What are the Differences Between an Individual Stock and ETF? - Asset Preservation Strategies (2024)

Becoming a confident investor starts with having foundational knowledge about how the market works and what your investment options are. Even if you are working closely with a financial advisor, it’s always in your best interest to be acquainted with the ways in which your wealth is being managed.

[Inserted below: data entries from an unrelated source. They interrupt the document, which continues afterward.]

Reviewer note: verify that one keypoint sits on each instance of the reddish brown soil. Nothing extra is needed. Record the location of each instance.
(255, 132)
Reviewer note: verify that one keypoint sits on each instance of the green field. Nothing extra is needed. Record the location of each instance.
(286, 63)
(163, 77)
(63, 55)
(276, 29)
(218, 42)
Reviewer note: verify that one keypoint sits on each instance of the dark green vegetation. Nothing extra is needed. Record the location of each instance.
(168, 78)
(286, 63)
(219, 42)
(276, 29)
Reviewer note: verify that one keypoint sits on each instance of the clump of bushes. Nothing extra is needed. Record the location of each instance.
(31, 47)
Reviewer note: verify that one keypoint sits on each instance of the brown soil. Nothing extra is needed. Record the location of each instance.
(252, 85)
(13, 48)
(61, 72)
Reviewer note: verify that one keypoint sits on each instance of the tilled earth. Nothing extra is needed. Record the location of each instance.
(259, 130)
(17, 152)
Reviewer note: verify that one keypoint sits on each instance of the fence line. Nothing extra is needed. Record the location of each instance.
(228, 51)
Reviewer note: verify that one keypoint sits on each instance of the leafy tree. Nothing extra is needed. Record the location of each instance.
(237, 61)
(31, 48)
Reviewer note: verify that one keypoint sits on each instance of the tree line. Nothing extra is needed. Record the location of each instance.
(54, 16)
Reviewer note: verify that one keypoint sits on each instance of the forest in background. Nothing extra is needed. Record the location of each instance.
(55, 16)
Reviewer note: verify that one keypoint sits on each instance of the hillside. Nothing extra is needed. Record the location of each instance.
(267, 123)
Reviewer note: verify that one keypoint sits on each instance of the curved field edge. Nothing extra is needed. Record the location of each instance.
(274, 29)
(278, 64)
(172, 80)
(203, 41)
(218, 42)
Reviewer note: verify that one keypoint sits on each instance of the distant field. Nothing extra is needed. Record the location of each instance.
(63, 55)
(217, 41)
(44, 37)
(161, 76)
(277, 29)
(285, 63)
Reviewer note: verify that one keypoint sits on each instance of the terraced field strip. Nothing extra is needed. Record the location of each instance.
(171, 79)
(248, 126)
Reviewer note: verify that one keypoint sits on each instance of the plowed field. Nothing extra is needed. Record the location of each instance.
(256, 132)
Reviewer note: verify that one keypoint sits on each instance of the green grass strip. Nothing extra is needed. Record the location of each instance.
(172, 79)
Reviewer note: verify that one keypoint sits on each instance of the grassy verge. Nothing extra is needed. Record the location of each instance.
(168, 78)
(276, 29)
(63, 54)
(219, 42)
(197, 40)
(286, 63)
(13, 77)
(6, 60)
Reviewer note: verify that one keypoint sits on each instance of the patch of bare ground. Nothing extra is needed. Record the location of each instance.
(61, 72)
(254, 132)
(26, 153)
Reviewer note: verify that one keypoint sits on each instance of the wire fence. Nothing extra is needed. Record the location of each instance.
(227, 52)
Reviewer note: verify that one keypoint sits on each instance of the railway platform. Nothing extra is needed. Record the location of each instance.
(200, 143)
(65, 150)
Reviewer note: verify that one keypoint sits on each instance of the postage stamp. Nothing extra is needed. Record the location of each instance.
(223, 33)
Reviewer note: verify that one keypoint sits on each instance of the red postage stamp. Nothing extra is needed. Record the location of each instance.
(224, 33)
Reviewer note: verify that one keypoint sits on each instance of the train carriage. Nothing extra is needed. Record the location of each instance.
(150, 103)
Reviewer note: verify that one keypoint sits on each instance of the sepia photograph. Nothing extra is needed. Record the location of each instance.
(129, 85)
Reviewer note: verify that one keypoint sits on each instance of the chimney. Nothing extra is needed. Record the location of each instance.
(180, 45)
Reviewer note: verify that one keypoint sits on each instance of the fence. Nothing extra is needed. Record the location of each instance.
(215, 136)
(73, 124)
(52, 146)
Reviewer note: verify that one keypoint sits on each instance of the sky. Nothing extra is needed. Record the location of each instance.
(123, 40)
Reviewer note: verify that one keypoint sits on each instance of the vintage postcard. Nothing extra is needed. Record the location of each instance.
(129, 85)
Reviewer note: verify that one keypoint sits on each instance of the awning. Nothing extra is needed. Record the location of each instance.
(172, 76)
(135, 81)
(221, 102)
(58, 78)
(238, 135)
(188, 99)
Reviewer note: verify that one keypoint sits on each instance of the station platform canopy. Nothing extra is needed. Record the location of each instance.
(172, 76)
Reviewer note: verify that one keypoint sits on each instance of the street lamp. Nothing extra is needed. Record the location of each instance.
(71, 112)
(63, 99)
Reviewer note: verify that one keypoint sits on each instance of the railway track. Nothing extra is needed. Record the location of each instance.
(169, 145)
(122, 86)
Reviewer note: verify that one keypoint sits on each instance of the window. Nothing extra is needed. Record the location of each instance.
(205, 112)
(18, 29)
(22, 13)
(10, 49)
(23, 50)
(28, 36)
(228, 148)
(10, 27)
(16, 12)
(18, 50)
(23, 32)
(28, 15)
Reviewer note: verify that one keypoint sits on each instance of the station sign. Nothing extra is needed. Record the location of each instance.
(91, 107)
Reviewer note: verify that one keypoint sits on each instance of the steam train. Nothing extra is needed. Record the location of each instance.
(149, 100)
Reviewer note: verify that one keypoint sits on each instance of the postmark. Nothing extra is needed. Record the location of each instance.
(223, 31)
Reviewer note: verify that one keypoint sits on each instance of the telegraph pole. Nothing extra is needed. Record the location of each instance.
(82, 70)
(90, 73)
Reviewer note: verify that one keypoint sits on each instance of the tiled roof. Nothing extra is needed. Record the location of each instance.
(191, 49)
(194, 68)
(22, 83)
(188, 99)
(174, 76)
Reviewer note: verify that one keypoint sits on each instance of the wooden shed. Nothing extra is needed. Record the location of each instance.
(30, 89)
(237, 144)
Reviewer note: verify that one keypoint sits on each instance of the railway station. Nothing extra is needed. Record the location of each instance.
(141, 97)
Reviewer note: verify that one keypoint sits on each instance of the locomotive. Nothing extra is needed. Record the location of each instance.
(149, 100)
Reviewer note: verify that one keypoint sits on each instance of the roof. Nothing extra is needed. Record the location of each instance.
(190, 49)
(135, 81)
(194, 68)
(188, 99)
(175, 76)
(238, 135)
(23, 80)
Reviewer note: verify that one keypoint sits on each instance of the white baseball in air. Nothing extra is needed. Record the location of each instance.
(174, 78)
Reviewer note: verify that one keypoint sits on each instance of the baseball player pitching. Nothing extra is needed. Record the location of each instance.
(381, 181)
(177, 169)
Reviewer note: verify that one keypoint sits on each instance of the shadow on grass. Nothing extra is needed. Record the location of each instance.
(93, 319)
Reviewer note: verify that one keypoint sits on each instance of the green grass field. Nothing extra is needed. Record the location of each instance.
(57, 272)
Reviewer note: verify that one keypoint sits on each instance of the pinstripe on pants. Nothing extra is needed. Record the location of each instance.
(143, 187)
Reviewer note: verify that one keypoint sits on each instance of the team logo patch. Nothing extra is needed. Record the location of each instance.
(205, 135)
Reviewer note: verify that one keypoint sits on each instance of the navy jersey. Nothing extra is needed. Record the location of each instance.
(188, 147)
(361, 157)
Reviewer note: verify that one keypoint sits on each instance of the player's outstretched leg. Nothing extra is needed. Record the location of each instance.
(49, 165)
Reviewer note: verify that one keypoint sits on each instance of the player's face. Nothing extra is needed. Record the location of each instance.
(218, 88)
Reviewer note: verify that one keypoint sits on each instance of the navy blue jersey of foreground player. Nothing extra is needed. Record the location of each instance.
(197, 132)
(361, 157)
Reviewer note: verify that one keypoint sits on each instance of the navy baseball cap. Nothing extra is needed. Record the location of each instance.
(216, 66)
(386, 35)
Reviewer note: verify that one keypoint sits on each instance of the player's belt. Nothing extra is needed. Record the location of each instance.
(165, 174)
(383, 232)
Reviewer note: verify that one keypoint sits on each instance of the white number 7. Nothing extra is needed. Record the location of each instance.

Getting familiar with common investment vehicles is an important step. While you probably have a general idea of what a stock is, you may not be aware of what an ETF is or the difference between individual stocks and ETFs, so let’s take a look.

What is a Stock?

When a corporation’s ownership is divided into portions, it means there is shared ownership of the company. The portions, or shares, are known as stock, and with publicly-held companies, this is what’s traded on stock exchanges like the New York Stock Exchange (NYSE) or the Nasdaq. By buying a stock, you are buying a portion of the company, and when you own a stock, you are an individual shareholder, laying claim to a portion of the company’s assets and earnings.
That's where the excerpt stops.